Though Medicaid expansion presents great opportunities for providing services to the homeless, some are concerned that the more flexible federal dollars currently set aside to work with homeless people will eventually just be funneled into the larger health insurance pool, with little, if any, allocated to doing what it takes to bring those with no homes into the government support system, which is needed in order to provide preventive care.
“Going out four or five times to visit with a woman living alone under a bridge, just trying to form a relationship and build trust with her so she will feel comfortable coming in to get more help—those types of health encounters are not typically billable through health insurance,” adds Stellon, who says outreach can be one of the hardest things for him to fund. “In our current system, it’s easier to pay for someone’s amputated fingers than to build a human relationship.”
Ultimately, there is only so much the government can do to advance the goal of Housing First with a depleting stock of housing units and a shrinking budget for supportive services.

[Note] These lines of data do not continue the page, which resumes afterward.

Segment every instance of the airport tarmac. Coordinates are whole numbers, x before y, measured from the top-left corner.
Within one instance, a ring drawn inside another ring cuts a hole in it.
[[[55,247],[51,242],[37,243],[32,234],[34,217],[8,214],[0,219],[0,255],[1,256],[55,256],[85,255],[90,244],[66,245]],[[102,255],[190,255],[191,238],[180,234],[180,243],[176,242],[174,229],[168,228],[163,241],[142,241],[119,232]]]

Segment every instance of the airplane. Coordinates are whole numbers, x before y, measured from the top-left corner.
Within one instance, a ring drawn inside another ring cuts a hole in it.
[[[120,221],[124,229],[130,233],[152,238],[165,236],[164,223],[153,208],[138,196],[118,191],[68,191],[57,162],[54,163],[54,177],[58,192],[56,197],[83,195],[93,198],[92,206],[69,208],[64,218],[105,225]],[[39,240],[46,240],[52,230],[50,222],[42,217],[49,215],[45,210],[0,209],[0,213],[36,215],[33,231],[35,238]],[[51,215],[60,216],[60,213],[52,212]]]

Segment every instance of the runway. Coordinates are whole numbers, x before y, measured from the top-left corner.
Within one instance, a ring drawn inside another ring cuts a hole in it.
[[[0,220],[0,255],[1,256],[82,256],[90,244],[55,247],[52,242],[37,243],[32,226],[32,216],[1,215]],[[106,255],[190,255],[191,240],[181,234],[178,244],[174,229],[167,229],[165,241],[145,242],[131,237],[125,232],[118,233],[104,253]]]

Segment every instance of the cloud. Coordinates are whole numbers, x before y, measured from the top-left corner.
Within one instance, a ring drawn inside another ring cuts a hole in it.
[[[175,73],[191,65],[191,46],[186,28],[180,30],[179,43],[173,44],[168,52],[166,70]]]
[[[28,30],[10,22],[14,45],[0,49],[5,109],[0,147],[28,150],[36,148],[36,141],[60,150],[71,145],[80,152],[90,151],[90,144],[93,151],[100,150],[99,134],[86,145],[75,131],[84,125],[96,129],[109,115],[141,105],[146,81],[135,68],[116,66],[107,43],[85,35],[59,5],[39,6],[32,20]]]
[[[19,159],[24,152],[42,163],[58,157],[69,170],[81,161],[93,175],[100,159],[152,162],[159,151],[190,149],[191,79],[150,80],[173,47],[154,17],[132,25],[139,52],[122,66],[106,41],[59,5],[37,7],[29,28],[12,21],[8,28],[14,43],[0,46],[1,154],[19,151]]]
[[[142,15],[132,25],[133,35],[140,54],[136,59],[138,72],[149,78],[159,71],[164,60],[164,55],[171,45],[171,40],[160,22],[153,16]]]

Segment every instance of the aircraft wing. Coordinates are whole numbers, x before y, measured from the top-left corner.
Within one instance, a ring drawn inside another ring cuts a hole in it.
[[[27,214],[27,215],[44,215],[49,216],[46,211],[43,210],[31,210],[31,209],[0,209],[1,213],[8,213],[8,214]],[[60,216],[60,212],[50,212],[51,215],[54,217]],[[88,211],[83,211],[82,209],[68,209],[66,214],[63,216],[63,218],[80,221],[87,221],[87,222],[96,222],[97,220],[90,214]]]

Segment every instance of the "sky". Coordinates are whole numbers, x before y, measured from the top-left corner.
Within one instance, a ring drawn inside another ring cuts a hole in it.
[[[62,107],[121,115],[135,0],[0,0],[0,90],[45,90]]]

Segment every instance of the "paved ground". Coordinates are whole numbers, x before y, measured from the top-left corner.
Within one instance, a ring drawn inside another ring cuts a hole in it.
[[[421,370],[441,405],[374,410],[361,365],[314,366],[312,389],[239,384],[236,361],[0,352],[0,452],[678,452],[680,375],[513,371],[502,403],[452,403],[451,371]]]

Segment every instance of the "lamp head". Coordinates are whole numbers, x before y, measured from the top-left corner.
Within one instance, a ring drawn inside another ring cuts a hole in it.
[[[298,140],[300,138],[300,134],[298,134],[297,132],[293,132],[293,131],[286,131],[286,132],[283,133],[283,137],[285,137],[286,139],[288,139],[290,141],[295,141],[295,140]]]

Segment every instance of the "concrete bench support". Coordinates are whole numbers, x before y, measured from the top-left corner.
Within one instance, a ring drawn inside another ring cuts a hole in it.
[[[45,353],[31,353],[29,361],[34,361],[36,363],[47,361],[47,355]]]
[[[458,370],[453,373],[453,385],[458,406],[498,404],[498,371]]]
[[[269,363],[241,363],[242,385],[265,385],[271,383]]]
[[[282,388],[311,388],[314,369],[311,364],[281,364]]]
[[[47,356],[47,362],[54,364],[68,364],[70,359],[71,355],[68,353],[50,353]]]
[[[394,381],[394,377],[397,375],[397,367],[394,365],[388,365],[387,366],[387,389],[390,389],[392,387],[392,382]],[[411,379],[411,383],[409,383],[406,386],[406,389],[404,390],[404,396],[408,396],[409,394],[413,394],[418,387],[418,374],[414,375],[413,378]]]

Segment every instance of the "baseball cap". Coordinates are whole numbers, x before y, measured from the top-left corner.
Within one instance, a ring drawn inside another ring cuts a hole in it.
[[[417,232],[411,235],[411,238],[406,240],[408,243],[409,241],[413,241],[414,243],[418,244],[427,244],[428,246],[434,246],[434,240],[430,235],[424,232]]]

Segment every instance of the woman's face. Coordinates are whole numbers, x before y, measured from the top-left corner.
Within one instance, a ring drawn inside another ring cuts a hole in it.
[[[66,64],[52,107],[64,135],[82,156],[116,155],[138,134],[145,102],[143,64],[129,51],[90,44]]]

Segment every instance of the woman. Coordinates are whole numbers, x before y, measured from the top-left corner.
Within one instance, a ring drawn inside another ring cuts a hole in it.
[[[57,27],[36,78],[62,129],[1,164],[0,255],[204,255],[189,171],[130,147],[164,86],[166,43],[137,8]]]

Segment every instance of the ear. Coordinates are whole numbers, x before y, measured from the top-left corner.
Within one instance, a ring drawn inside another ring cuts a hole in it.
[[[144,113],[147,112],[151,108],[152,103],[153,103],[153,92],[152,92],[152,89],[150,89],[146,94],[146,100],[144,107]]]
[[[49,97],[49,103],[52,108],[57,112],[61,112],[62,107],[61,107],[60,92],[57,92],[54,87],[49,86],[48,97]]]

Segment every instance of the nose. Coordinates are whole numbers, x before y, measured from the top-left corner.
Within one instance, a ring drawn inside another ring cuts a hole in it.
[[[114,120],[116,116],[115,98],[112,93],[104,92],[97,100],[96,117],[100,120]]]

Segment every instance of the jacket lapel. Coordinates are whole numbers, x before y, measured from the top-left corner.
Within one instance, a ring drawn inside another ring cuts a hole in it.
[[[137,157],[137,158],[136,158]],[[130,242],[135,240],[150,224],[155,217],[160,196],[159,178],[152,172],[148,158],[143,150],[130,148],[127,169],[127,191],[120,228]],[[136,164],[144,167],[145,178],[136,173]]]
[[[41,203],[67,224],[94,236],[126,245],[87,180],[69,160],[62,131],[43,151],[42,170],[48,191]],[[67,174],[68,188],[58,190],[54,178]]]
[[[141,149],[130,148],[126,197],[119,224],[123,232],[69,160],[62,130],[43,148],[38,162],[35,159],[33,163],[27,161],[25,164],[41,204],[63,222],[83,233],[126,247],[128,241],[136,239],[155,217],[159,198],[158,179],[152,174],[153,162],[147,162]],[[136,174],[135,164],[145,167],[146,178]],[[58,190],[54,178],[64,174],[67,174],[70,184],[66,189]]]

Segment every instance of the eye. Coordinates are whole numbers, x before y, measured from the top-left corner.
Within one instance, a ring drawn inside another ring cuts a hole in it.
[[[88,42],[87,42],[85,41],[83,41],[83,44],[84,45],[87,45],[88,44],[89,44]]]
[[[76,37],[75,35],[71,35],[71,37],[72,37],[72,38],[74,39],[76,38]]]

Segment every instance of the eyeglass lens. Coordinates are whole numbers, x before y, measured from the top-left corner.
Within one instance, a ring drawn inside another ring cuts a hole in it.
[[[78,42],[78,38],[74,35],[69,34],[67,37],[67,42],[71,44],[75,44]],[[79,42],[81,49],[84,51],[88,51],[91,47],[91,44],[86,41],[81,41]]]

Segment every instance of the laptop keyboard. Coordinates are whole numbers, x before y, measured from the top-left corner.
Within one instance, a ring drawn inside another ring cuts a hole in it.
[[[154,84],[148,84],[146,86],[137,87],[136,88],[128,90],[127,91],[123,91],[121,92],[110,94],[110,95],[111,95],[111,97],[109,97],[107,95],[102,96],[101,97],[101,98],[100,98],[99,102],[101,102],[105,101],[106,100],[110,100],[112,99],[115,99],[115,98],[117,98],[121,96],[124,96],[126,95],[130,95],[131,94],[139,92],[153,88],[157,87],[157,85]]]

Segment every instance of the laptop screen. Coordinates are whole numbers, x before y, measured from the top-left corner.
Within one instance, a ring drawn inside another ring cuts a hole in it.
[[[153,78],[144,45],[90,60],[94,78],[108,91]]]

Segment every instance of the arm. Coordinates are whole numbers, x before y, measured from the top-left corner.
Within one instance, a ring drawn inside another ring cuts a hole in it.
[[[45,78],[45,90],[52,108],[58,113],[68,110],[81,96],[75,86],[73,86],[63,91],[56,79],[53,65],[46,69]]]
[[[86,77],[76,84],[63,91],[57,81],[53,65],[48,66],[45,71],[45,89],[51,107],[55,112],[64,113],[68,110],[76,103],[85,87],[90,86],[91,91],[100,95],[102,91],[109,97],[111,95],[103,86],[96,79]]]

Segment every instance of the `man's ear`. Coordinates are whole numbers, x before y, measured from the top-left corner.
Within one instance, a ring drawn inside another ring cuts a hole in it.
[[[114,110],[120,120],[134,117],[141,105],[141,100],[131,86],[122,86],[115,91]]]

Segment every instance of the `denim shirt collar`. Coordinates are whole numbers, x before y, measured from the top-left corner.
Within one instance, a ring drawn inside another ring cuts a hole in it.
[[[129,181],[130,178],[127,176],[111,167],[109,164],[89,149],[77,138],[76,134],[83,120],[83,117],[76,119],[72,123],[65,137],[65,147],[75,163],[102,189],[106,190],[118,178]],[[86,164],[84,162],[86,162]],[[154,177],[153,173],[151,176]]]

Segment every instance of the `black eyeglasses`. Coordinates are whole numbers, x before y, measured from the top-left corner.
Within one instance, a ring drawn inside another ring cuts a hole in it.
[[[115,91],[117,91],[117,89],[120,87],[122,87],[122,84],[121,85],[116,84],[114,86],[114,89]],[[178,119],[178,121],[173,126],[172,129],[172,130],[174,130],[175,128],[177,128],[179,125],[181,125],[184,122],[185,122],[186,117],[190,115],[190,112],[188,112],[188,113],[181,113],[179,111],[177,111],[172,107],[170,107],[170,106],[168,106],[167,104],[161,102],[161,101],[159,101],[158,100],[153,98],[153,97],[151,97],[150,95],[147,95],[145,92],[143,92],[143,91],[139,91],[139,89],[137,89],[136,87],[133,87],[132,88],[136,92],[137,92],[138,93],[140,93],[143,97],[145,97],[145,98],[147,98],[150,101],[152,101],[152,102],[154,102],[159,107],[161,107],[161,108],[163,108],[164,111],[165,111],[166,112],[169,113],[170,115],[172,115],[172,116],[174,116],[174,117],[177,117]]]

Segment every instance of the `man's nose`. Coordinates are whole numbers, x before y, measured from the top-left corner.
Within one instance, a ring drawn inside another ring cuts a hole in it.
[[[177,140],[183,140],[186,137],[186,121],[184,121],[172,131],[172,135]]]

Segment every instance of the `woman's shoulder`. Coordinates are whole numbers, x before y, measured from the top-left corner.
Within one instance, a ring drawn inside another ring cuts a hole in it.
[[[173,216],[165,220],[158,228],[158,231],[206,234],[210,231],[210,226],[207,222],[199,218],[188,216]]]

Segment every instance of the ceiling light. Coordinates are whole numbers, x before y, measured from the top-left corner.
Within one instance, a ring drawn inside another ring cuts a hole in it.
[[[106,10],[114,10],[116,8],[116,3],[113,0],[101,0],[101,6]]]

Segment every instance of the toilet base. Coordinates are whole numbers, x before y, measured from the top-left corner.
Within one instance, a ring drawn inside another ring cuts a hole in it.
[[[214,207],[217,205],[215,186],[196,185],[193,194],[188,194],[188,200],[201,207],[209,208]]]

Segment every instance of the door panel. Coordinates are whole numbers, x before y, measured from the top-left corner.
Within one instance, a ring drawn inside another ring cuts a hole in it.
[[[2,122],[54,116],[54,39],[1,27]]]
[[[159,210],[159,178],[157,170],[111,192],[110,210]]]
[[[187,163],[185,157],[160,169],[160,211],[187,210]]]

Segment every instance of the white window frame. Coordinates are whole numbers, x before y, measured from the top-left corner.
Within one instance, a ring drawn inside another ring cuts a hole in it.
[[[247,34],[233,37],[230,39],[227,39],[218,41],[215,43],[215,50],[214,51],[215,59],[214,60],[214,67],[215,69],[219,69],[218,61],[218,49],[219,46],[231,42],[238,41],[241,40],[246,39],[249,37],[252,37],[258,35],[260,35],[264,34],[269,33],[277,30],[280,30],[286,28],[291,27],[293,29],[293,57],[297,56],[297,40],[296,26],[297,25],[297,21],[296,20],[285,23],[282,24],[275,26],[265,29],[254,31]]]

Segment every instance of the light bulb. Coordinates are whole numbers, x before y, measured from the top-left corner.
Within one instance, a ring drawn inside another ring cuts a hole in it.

“It’s a big mistake to come up with a good solution like Housing First and then to hamstring it because we don’t actually have the money for it,” says Todd Stull, the clinical director at a JOURNEYS | The Road Home, an organization that provides services and shelter to families and individuals in Illinois’s North and Northwest suburban Cook County. “One of the worst things you can do is get someone into housing for a short period of time and then they lose it. Then they lose trust in the providers.”
“We have not done well as a nation taking on poverty and implementing policies needed to address homelessness,” says Dr. Sam Tsemberis, the founder and CEO of Pathways to Housing, a national organization that first pioneered the Housing First model in 1992. “So we end up taking care of homelessness out of desperation, but we’ll be taking care of homelessness forever if we don’t take care of poverty.”
“We need more money,” adds DiPietro. “Until then, we’re just rearranging the priority list.”